Capítulo 5
Esther fue llevada de regreso, aturdida y débil, a la casa de los Jiménez.
Había caído gravemente enferma por el daño causado por el agua helada y, además, esta vez la intensa tristeza la había abatido por completo.
En los días siguientes, solo los sirvientes de la casa de los Jiménez se encargaron de cuidarla.
Alberto, por su parte, estaba muy ocupado acompañando a Emilia en sus largos viajes por todas partes.
Emilia decía que había perdido más de diez años de felicidad y que quería recuperarlos todos.
Alberto aceptó sin la menor duda.
Así fue como, en las noticias de entretenimiento, el señor Alberto de Costa Dorada y su del primer amor ocupaban de forma constante los titulares de los viajes internacionales.
En las fotos, ambos caminaban tomados de la mano junto al río Sena.
Se tomaban amorosas selfies abrazados frente a las pirámides.
Se abrazaban entre los glaciares azules de la Antártida.
Esther miró con tristeza una y otra vez esas fotos, y poco a poco arrancó de su corazón el apego que sentía por Alberto.
Hasta que, una semana después, él regresó con su flamante Emilia y lo primero que le dijo fue.
—El mayor arrepentimiento de Emilia es no haber celebrado una boda conmigo, quiero compensárselo.
Lo dijo de manera abierta como una declaración, no como una pregunta.
Esther miró perpleja a ese hombre del que todos decían que la amaba con el alma.
El hombre que la consoló durante toda una noche cuando enfermó, el que le regaló una isla en el momento más triste de su vida, el que la acompañó dejando de lado todo cuando se sintió sola.
Ahora, solo quedaba un extraño ante ella.
"¿La amas?" Quiso preguntar Esther a Alberto.
Pero cuando las palabras llegaron a sus labios, bajó la mirada con amargura, y en su marchito corazón ya había respondido por él.
"Por supuesto que la amaba con intensidad, siempre la había amado solo a ella."
También quiso preguntar: "Alberto, ¿alguna vez me amaste a mí?"
Pero justo en ese momento, Emilia abrió la puerta, lo llamó suavemente por su nombre, y él se volteó hacia ella.
En sus ojos ya no quedaba rastro alguno de Esther.

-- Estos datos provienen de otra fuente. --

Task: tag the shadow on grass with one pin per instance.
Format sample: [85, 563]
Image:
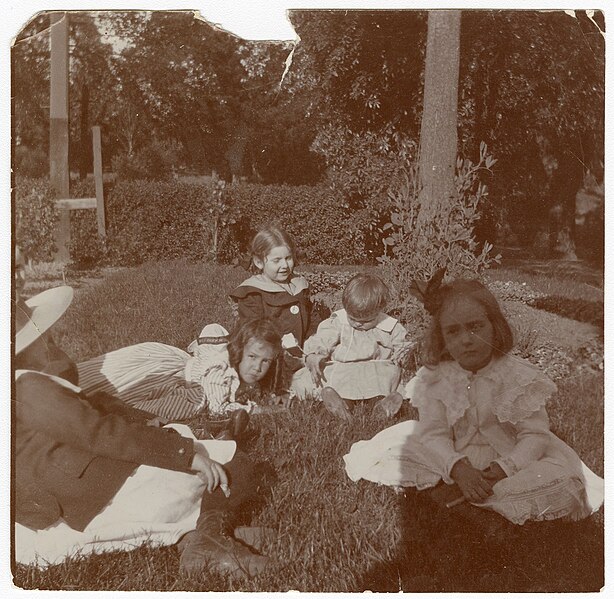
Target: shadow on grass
[443, 553]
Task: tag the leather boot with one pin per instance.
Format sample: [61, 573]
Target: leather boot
[212, 546]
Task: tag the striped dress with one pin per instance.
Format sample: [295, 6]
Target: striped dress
[164, 380]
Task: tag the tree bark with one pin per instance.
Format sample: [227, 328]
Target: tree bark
[438, 133]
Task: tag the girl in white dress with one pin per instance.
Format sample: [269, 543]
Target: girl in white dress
[483, 428]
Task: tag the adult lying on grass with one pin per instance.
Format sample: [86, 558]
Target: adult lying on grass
[216, 376]
[483, 441]
[91, 475]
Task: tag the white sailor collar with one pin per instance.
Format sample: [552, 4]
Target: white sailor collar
[385, 323]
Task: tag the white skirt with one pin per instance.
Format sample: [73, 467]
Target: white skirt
[558, 486]
[352, 380]
[154, 506]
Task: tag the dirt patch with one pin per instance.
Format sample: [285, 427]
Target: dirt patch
[551, 328]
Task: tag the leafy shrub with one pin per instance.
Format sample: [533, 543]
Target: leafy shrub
[574, 308]
[35, 218]
[325, 230]
[419, 248]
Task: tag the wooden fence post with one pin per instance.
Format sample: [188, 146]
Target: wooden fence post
[100, 214]
[58, 126]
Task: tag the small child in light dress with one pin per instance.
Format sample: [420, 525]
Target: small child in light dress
[483, 432]
[175, 385]
[354, 355]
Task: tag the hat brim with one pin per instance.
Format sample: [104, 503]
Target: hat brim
[47, 308]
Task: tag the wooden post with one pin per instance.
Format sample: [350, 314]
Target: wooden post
[100, 215]
[58, 126]
[438, 133]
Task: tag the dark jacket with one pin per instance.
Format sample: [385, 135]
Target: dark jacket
[290, 313]
[73, 452]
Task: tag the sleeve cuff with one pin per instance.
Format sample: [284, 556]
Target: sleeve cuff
[507, 465]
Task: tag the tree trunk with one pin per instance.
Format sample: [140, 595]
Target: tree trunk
[438, 133]
[85, 141]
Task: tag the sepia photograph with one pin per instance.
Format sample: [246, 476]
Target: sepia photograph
[319, 311]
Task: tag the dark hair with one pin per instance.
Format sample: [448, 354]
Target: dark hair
[261, 329]
[434, 346]
[267, 239]
[364, 295]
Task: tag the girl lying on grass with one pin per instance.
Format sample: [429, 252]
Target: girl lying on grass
[483, 434]
[354, 354]
[276, 293]
[175, 385]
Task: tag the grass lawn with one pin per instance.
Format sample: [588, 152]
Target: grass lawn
[332, 534]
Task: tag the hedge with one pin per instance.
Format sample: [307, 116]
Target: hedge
[164, 220]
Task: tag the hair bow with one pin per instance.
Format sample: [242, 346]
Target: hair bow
[427, 291]
[244, 261]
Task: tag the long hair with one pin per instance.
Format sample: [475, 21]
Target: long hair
[267, 239]
[259, 329]
[364, 295]
[434, 346]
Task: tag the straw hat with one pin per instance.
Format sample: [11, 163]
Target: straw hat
[38, 314]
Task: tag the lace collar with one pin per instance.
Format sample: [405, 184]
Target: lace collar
[516, 388]
[385, 323]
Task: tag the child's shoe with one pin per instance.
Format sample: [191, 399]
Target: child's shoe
[389, 406]
[211, 546]
[334, 403]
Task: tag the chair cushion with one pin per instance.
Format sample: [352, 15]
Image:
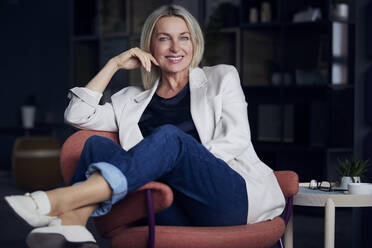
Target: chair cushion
[262, 234]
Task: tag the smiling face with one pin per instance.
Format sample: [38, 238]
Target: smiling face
[171, 45]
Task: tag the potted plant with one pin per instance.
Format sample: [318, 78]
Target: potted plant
[351, 170]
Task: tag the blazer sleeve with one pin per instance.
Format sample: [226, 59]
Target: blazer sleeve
[232, 133]
[85, 112]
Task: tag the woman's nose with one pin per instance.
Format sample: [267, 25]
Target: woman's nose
[175, 47]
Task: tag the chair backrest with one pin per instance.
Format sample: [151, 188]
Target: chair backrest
[288, 182]
[71, 150]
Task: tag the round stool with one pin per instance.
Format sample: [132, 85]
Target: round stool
[35, 163]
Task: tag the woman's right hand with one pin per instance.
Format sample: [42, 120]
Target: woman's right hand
[134, 58]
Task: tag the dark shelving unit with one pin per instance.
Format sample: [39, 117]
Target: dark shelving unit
[311, 124]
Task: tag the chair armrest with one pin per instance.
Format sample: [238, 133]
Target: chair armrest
[288, 181]
[133, 207]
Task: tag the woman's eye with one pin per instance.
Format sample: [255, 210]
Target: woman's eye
[163, 38]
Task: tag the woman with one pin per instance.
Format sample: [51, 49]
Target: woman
[188, 128]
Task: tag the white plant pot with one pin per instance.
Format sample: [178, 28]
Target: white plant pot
[28, 116]
[346, 180]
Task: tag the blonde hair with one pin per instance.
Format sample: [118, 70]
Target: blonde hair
[149, 78]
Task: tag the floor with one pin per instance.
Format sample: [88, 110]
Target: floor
[308, 223]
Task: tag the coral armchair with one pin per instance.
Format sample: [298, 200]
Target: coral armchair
[154, 197]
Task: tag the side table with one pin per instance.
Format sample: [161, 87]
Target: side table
[329, 200]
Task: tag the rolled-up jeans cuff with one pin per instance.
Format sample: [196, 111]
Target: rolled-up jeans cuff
[116, 180]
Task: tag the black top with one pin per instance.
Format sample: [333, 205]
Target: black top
[174, 110]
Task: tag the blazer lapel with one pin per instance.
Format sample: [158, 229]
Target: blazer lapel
[130, 130]
[199, 104]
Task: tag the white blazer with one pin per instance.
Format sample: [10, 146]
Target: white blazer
[219, 111]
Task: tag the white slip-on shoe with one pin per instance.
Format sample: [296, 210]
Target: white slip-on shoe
[32, 208]
[61, 236]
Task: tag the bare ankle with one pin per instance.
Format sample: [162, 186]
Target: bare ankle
[72, 218]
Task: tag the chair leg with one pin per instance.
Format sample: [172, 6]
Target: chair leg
[151, 218]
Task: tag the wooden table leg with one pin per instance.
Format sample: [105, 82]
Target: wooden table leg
[329, 224]
[288, 235]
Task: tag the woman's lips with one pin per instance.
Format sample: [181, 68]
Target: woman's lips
[174, 59]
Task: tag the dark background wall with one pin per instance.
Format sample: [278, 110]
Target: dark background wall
[35, 55]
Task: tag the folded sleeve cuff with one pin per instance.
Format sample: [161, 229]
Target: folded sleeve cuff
[117, 181]
[88, 96]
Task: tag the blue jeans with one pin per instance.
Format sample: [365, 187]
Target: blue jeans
[207, 192]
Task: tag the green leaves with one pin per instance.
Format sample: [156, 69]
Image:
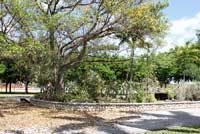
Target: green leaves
[2, 68]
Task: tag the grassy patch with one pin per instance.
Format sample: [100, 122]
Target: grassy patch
[178, 130]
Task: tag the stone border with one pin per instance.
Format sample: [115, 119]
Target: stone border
[136, 107]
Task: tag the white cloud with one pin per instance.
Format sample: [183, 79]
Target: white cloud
[181, 31]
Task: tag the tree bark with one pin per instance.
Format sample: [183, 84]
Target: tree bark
[26, 87]
[6, 87]
[10, 84]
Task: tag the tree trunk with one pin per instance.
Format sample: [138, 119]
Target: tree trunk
[10, 84]
[6, 87]
[26, 87]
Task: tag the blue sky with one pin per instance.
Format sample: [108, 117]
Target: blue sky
[182, 8]
[184, 17]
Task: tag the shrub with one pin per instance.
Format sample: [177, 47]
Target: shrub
[149, 97]
[187, 91]
[171, 94]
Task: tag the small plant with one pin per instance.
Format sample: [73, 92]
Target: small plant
[149, 97]
[171, 94]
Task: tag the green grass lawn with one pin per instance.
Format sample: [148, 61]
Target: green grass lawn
[4, 95]
[178, 130]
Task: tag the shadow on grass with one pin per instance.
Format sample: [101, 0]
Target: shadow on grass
[184, 130]
[149, 121]
[13, 108]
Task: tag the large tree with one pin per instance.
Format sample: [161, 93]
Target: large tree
[65, 29]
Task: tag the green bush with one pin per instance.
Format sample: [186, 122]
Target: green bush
[149, 97]
[187, 91]
[171, 94]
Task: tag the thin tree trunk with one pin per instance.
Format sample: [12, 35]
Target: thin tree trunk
[10, 84]
[26, 87]
[6, 87]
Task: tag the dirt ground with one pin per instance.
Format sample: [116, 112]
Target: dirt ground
[22, 118]
[19, 118]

Esther inhaló profundo y, tras una pausa, le respondió a Alberto con una sonrisa:
—Está bien, les deseo felicidad.
La última parte de la frase él no la escuchó bien y la miró con cierta extrañeza.
—¿Qué dijiste?
Pero Esther solo sonrió, con una inmensa tristeza que se le asomó de amanera fugaz en la mirada.
—Nada, solo que les deseo que la boda salga perfecta.

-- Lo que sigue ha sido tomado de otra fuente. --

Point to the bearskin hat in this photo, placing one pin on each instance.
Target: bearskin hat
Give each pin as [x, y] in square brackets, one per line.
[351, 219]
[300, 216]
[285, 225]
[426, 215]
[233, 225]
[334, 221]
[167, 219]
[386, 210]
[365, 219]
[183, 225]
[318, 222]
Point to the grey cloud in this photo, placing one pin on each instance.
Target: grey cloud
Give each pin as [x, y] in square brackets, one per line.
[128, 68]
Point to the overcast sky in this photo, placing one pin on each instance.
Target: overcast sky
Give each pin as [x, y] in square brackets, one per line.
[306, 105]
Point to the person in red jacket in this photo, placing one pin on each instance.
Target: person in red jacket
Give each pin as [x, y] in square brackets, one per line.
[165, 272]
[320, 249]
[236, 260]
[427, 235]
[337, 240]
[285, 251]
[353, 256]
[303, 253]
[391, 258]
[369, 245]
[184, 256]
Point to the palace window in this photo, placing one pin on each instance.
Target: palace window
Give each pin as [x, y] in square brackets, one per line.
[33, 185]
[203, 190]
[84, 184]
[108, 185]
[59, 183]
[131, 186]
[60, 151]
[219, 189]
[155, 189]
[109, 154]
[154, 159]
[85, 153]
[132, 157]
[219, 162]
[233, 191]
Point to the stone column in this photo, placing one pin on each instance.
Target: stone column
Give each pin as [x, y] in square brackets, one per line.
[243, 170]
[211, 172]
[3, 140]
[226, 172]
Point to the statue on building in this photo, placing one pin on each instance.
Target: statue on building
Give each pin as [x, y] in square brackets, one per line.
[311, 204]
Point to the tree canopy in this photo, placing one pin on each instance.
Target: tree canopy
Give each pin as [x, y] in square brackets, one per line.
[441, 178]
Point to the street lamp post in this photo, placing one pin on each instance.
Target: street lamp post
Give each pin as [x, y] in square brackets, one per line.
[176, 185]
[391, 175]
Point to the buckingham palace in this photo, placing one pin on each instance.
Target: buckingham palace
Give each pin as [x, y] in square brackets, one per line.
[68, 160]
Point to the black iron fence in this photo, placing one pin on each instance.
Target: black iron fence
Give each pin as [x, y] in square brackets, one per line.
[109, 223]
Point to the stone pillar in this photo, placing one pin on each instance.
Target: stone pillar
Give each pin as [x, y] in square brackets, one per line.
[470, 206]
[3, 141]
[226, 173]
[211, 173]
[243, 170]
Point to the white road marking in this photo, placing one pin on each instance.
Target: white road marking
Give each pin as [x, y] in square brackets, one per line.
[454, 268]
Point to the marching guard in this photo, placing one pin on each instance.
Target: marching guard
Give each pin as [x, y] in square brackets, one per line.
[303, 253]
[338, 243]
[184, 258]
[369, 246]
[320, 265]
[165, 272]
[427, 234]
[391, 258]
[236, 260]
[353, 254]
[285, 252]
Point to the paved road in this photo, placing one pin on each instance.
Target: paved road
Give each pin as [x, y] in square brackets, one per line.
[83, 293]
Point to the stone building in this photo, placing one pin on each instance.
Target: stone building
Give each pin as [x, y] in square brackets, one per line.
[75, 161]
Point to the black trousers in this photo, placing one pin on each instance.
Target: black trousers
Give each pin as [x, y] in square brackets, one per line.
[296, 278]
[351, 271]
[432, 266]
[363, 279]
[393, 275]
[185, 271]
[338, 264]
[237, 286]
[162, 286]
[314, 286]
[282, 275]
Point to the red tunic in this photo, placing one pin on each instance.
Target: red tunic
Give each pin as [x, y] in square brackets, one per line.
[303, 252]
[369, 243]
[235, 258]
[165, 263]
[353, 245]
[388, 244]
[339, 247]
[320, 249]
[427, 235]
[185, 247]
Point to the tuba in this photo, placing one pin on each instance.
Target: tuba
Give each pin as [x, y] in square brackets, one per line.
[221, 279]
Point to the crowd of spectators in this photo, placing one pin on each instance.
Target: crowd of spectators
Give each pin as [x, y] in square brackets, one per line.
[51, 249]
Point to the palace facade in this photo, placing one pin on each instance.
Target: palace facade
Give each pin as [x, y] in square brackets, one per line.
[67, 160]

Alberto detuvo por nos minutos la mano que tenía apoyada en el marco de la puerta. Miró de reojo a Esther, tan demacrada, y quiso consolarla, pero ante la insistencia de Emilia, finalmente decidió soltar la mano.

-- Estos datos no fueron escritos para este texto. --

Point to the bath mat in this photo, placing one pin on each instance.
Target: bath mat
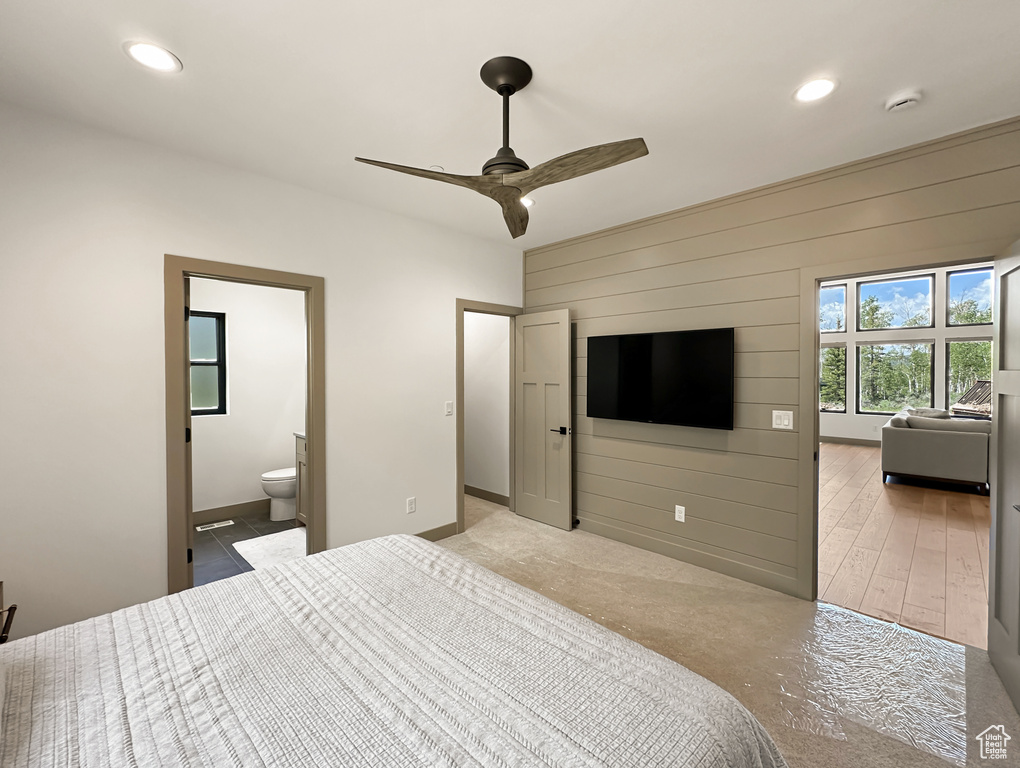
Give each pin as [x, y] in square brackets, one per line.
[272, 549]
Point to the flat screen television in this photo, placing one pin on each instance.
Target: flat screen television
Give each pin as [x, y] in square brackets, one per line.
[681, 377]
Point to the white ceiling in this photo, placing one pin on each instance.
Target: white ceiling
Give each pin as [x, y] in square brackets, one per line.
[295, 90]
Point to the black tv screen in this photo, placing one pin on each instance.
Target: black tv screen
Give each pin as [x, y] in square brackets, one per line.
[682, 377]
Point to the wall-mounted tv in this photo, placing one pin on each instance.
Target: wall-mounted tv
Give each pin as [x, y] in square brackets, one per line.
[681, 377]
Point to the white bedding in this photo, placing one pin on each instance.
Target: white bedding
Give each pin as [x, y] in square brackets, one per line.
[393, 652]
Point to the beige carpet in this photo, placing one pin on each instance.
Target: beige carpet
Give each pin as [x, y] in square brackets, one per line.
[833, 688]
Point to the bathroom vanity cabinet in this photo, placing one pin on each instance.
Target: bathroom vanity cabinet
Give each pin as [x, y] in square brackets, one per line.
[301, 464]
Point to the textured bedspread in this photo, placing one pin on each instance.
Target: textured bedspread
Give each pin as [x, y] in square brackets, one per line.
[389, 653]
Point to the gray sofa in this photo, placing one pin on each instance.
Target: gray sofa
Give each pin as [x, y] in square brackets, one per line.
[930, 445]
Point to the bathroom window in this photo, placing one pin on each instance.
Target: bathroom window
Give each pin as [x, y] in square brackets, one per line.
[207, 342]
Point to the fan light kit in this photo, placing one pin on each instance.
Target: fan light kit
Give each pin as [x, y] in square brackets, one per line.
[508, 180]
[815, 90]
[153, 57]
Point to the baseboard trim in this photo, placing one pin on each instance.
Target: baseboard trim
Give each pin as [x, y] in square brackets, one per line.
[233, 510]
[489, 496]
[443, 531]
[851, 441]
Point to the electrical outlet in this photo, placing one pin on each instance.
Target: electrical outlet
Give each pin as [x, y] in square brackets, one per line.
[782, 419]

En los días que siguieron,
Alberto acompañó a Emilia a tomarse las fotos de boda, elegir el vestido de novia, reservar el lugar y organizar el banquete para los invitados en fin… a todo.
Fue extremadamente meticuloso con ella.
Incluso aún más atento de lo que había sido cuando se casó con Esther.
Sin embargo, cerca de la fecha de la boda, Emilia planteó una petición.
—Esther, no tengo niña de las flores. Quiero que Mónica sea mi niña de las flores.
—Emilia, hay muchos niños para eso. ¿Por qué insistes en que sea Mónica? ¿Acaso estás planeando algo más? No estoy de acuerdo con eso.
De inmediato, a Emilia se le llenaron los ojos de lágrimas y miró a Alberto con una expresión sumamente angustiosa.
—Alberto, no quiero que un extraño me entregue los anillos. Además, Mónica también es tu hermana. Si ella es quien los lleva, me sentiré más tranquila. De verdad no tengo ninguna otra intención, Esther me ha malinterpretado.
Al escuchar esto, Alberto le acarició la nariz a Emilia con ternura y cariño.
—Está bien, lo que tú digas, ¿de acuerdo? ¡Emilia!
Enseguida, su mirada sombría se posó sobre Esther.
Esther sabía a la perfección que no tenía margen para oponerse, tanto que sus uñas se clavaron en la carne de su palma.
Pero con esto, su plan de escape quedaba destruido.
No podía abandonar a Mónica.
Así que, una vez más, se puso en contacto con ese número.